How much of a regulatory and legal predicament the not-for-profit hospital industry is in as a result of the uninsured billing/charity-care tsunami remains to be seen. There is no question, however, that a lack of clarity of mission and poor reporting by many in the industry invited this deluge of scrutiny.
Some hospitals and systems really do act like for-profits, and they threaten to damage the many providers with a patient-first mentality. The bad actors aggressively seek market share, force the highest possible prices on health plans (and therefore patients), pay their top executives outsized salaries, and go after unpaid bills with heavy-handed collection practices, including liens on homes and even civil arrest warrants.
Even those with a strong sense of community service frequently report a hodgepodge of data on "charity care" that includes bad debt, the cost of discounts to other payers and community health fairs.
To be sure, the issues that Congress is trying to grapple with are phenomenally complicated. It was particularly interesting to watch members of Congress wade into the issue of what hospital charge masters are and how to make them "accessible and understandable" to the general public. None of the five leading hospital industry CEOs at a House hearing was able to be of much help, probably because there really is no answer except to say that "retail hospital prices" are all but inexplicable. Medicare reimbursement rules, legacy prices, the need to have profit centers and a myriad of other factors make up a charge master.
Nor were any of the CEOs able to contradict a study of major hospital systems by the House Energy and Commerce Committee's oversight and investigations subcommittee, which found that hospitals billed some uninsured patients as much as 21/2 times more than patients covered by insurance and government programs.
Faced with almost certain legislative action and the class-action lawsuits filed by Richard Scruggs-the man who began the successful fight against Big Tobacco-the industry seems both extremely nervous and primed for a response. The American Hospital Association has persuaded 2,600 hospitals to sign its voluntary principles on discounting for the uninsured. Some in the industry have formed something called the Tax-Exempt Leadership Coalition to monitor developments (and undoubtedly to lobby against legislation). Anecdotally, a number of high-profile providers have publicized new policies that spell out discounts for the uninsured that are equal to or less than the discounts for private payers.

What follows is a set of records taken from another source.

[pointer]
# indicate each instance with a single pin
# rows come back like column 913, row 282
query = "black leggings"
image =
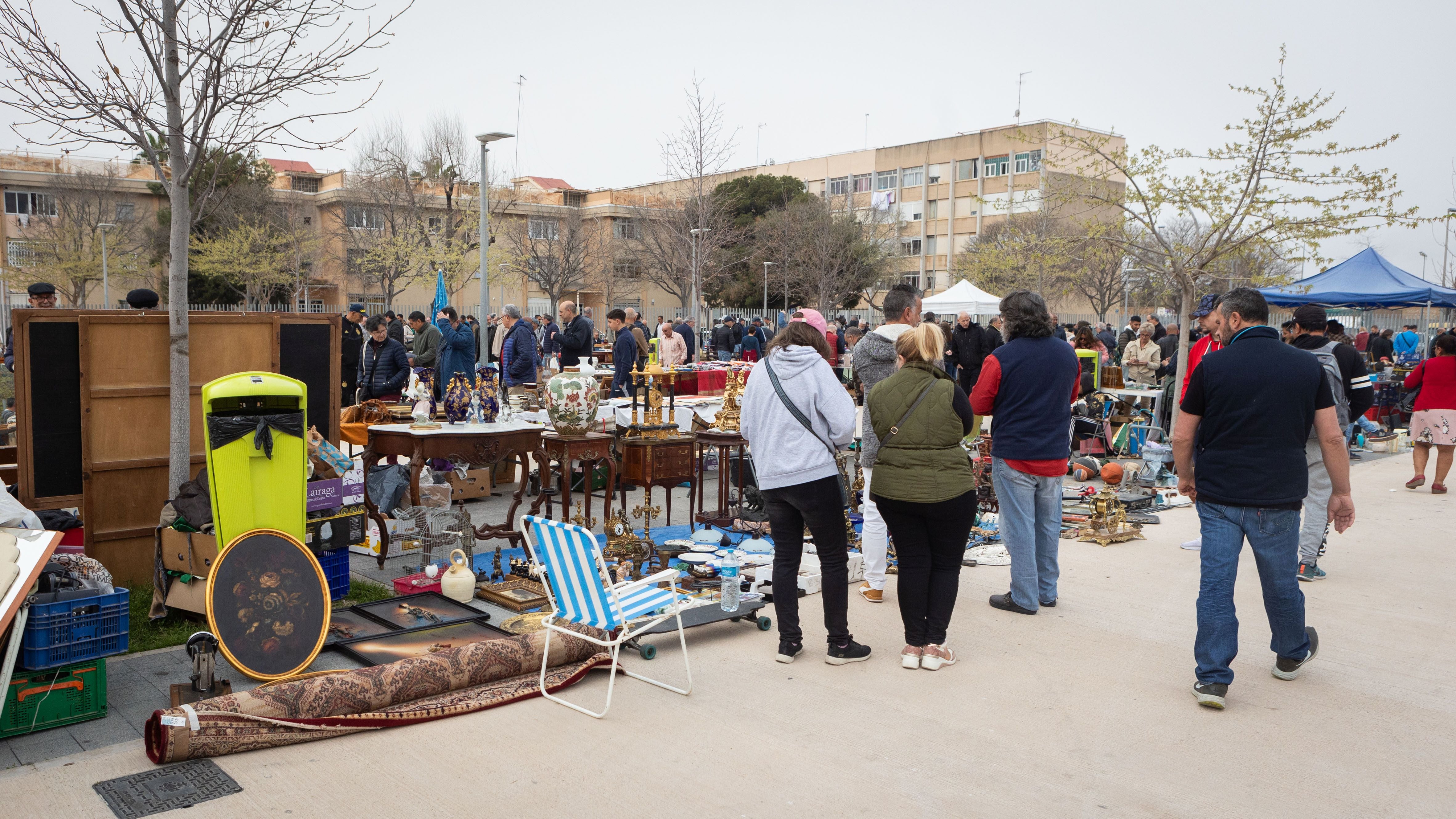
column 930, row 543
column 819, row 506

But as Rep. James Greenwood (R-Pa.), chairman of the oversight panel, said, none of these changes would have happened without pressure from lawsuits and the looming hearings. Make no mistake about it: Greenwood and House Ways and Means Committee Chairman Bill Thomas (R-Calif.) are on a mission and the issue will be revisited, with possible action on tax exemptions and charity care next year.
So the question is, what can be done to rectify this situation without harsh new regulations or billion-dollar settlements?
For one thing, providers are right in arguing that hospital uncompensated-care programs are being asked to cover for a societal problem-43 million uninsured. If something could be done about the share of that group that really needs help, that would reduce some of the financial pressures that force hospitals to cost-shift.
More immediately, not-for-profits need to prove that they are on a charitable mission first and foremost. Few believe that in aggregate not-for-profits don't provide more community service than for-profits. But each provider must clarify and promulgate its charitable activities, sharply discount bills for the uninsured and adopt patient-friendly billing.
Nobody expects hospitals to start posting signs with their prices at a cashier's window. But treating every patient fairly is not the same as giving away the store.